Questi lunghi esercizi pazïenti
sopra fragili pagine di seta
mi sembran vili. Muoiono su i venti
i suoni co' i fantasmi de 'l poeta.
Oh come in vece nitide e sicure
ne la materia imprimonsi le forme
a l'ostinata pugna de 'l lavoro!
E come a 'l vivo de la fiamma pure
balzano poi da 'l minerale informe
quelle divine nudità che adoro!
2
Quando a 'l vinto d'amor lenta si niega
e con perfido invito ella si abbatte,
e l'iride ne 'l bianco le si annega
simile a un fiore gläuco ne 'l latte,
e ne 'l disío la faccia le si piega
in dietro balenando, e le scarlatte
labbra feroci mostrano una sega
di denti acuti a lui che in van combatte,
nulla è piú bello che quel serpentino
allungarsi e restare irrigidita
con un supremo riso entro ne li occhi,
se l'uom, livido in faccia, a capo chino,
ebbro d'ira, tenendola a la vita,
su 'l collo i baci aridi a 'l fin le scocchi.
3
Quando prona, co 'l ventre ne l'arena,
nuda si lascia a 'l conquistare lento
de le maree, non dunque a luna piena
ella è una grande statüa di argento?
Venere Callipige in una oscena
posa. Scolpiti ne 'l tondeggiamento
de' lombi stan due solchi; ampia la schiena
piegasi ad un profondo incavamento.
Cresce il flutto e la bagna.
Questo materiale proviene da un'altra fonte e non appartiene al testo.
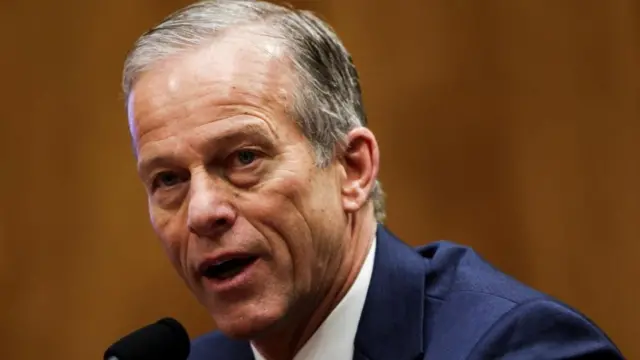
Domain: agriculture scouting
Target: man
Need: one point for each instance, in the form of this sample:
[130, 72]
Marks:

Ella si scuote
a 'l senso di quel gelido contatto
e di piacer le vibrano le terga.
Il flutto su la faccia la percuote;
ma rimane godendo ella in quell'atto
fin che l'alta marea non la sommerga.
4
Quando risorta da quel bagno, tutta
grondante, chiusa ne le chiome scure,
fremendo preme ne l'arena asciutta
ella i contorni de le membra pure;
e strette ne la man tiene le frutta
de 'l seno, urgendo le due punte dure;
e si striscia, e l'arena aspra le brutta
stranamente la pelle di figure;
e cosí maculata ella a 'l lunare
abbraccio si distende su lo strame
de l'alghe, e resta immota, resupina;
non dunque su 'l nerastro fondo appare
ella una grande statüa di rame
corrosa da l'acredine marina?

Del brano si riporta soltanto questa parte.